Retour sur le Forum Europe 2026 : le 28e régime, futur “passeport” des entreprises en Europe
À l’occasion de la 16e édition du Forum Europe, organisée par la CCI Paris Île-de-France dans ses nouveaux locaux, experts, décideurs publics et acteurs économiques ont débattu du projet de “28e régime européen” ou “EU Inc”. Une initiative qui pourrait faciliter concrètement le développement des entreprises sur le marché unique.
27 règles du jeu : un frein encore majeur pour les entreprises
Aujourd’hui, se développer en Europe reste un parcours complexe. Les entreprises doivent composer avec 27 systèmes juridiques, fiscaux et administratifs différents, un frein bien identifié.
Comme l’a rappelé Dominique Restino, Président de la CCI Paris Ile-de-France, en ouvrant le Forum : « L’Europe, c’est un marché énorme de 450 millions de consommateurs. Mais les entreprises doivent composer avec 27 systèmes juridiques et fiscaux différents. ». Ce morcellement a des conséquences concrètes : coûts juridiques élevés, démarches longues pour créer une filiale, complexité qui décourage certaines PME.
Pour Enrico Letta, Président de l'Institut Jacques Delors, ancien Président du Conseil des ministres italien et porteur du projet : « Ce régime est l’une des idées les plus innovantes pour la compétitivité. C’est une tentative d’aider les entreprises à devenir vraiment européennes. »
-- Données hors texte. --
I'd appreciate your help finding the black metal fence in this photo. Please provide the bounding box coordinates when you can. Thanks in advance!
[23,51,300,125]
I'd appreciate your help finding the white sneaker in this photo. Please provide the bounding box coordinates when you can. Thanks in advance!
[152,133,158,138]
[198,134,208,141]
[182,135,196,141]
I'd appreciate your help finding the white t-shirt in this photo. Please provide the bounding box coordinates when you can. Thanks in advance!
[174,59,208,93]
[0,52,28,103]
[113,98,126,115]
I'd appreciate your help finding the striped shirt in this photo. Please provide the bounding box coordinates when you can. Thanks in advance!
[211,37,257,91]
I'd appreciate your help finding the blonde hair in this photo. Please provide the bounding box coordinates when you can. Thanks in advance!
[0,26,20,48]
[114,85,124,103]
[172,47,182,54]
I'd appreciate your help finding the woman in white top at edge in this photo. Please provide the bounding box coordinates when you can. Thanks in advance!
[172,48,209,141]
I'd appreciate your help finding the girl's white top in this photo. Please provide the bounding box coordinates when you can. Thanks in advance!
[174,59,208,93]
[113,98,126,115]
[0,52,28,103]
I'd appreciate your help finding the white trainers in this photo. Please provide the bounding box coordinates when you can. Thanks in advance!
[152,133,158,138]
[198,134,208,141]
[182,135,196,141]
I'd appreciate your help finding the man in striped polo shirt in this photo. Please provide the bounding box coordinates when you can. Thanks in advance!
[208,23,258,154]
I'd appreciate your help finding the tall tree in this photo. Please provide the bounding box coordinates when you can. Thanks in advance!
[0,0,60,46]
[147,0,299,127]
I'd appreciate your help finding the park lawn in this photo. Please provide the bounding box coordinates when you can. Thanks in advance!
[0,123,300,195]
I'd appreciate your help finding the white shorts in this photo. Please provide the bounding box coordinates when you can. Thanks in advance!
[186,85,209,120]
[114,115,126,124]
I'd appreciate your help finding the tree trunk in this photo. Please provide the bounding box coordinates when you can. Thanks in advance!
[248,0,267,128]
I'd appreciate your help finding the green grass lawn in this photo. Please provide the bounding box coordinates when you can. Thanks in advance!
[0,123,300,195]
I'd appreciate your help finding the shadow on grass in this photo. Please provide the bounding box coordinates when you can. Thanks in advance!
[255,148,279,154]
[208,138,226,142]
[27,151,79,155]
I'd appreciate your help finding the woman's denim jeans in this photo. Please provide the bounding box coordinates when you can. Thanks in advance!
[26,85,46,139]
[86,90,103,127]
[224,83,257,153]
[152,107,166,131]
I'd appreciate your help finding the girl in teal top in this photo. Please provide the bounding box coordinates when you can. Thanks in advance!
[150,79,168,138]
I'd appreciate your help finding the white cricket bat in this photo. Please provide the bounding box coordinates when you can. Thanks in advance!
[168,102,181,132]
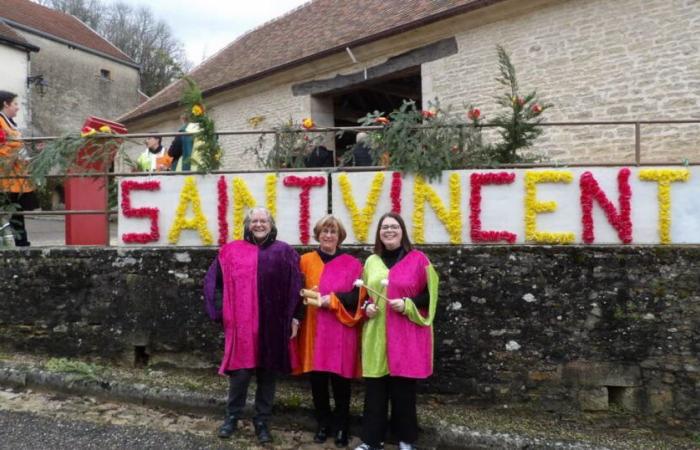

Un cadre unique pour simplifier concrètement la vie des entreprises
Le projet de “EU Inc” propose un statut européen standardisé, utilisable dans tous les pays de l’Union. Parmi les mesures clés :
- un guichet unique européen
- des statuts harmonisés
- une création d’entreprise en 48 heures
- des procédures entièrement digitalisées
Pour les entreprises, cela signifie moins de formalités et de coûts de structuration ainsi qu'un développement plus rapide à l’international.
Ce régime s’adresse à toutes les entreprises. Comme l'a expliqué Sandrine Menard, sous-directrice du financement des entreprises et des marchés financiers au ministère de l’Economie et des Finances, « ce régime n’est pas réservé aux startups : une PME familiale peut aussi s’en saisir pour aller chercher de nouveaux débouchés en Europe. »
Un levier de compétitivité pour attirer financements et talents
Au-delà de la simplification, le 28e régime pourrait devenir un levier stratégique de croissance. Objectif : rendre les entreprises européennes plus attractives à l’échelle mondiale.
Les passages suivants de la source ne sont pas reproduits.